Recommended by Patrick Hayden

Mark M. Wilde’s Quantum Information Theory is a natural expositor’s labor of love. Accessible to anyone comfortable with linear algebra and elementary probability theory, Wilde’s book brings the reader to the forefront of research in the quantum generalization of Shannon’s information theory. What had been a gaping hole in the literature has been replaced by an airy edifice, scalable with the application of reasonable effort and complete with fine vistas of the landscape below. Wilde’s book has a permanent place not just on my bookshelf but on my desk. (from Amazon)

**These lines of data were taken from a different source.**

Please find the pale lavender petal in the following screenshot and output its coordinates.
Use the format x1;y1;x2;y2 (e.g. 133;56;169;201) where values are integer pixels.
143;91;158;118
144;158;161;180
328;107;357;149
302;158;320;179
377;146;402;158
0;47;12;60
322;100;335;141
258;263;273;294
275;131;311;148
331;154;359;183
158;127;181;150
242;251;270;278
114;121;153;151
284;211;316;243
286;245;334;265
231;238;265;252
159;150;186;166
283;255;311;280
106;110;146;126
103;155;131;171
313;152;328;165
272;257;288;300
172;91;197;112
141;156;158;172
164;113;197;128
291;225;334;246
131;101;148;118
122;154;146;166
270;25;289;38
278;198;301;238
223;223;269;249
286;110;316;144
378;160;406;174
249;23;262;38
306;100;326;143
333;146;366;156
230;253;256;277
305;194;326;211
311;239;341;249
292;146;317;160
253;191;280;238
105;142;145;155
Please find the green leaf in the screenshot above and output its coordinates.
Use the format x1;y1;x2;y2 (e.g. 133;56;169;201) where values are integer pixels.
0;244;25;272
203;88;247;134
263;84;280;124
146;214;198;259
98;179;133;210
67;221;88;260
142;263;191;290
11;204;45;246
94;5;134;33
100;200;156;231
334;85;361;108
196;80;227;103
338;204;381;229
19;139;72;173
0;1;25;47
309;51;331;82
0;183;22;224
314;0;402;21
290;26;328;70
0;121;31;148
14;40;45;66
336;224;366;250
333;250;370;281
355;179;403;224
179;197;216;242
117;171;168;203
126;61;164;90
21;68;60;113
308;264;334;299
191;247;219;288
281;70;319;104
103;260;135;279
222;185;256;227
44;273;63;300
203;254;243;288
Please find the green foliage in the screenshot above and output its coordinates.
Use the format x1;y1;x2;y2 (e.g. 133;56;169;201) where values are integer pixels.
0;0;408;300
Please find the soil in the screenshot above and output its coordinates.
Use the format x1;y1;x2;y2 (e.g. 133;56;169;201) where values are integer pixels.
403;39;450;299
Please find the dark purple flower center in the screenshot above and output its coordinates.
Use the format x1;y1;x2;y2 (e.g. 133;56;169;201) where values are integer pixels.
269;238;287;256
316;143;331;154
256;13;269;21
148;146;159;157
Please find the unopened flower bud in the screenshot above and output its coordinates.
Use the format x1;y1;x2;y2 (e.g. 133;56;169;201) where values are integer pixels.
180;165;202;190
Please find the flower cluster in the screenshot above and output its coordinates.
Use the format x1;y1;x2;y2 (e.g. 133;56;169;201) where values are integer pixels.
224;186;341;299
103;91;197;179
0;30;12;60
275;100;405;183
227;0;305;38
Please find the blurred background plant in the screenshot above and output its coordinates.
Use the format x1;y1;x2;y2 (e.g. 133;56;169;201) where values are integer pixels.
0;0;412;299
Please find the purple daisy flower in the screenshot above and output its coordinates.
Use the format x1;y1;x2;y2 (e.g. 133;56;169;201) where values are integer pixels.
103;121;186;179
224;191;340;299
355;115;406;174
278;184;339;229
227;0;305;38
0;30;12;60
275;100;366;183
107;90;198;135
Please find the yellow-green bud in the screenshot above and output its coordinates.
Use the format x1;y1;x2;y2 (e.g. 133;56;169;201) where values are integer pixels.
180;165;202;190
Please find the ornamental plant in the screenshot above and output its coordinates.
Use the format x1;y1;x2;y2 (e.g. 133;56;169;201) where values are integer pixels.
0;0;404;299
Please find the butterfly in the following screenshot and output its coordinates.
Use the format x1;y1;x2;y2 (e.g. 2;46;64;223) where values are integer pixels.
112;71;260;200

Developing many of the major, exciting, pre- and post-millennium developments from the ground up, this book is an ideal entry point for graduate students into quantum information theory. Significant attention is given to quantum mechanics for quantum information theory, and careful studies of the important protocols of teleportation, superdense coding, and entanglement distribution are presented. In this new edition, readers can expect to find over 100 pages of new material, including detailed discussions of Bell's theorem, the CHSH game, Tsirelson's theorem, the axiomatic approach to quantum channels, the definition of the diamond norm and its interpretation, and a proof of the Choi–Kraus theorem. Discussion of the importance of the quantum dynamic capacity formula has been completely revised, and many new exercises and references have been added. This new edition will be welcomed by the upcoming generation of quantum information theorists and the already established community of classical information theorists.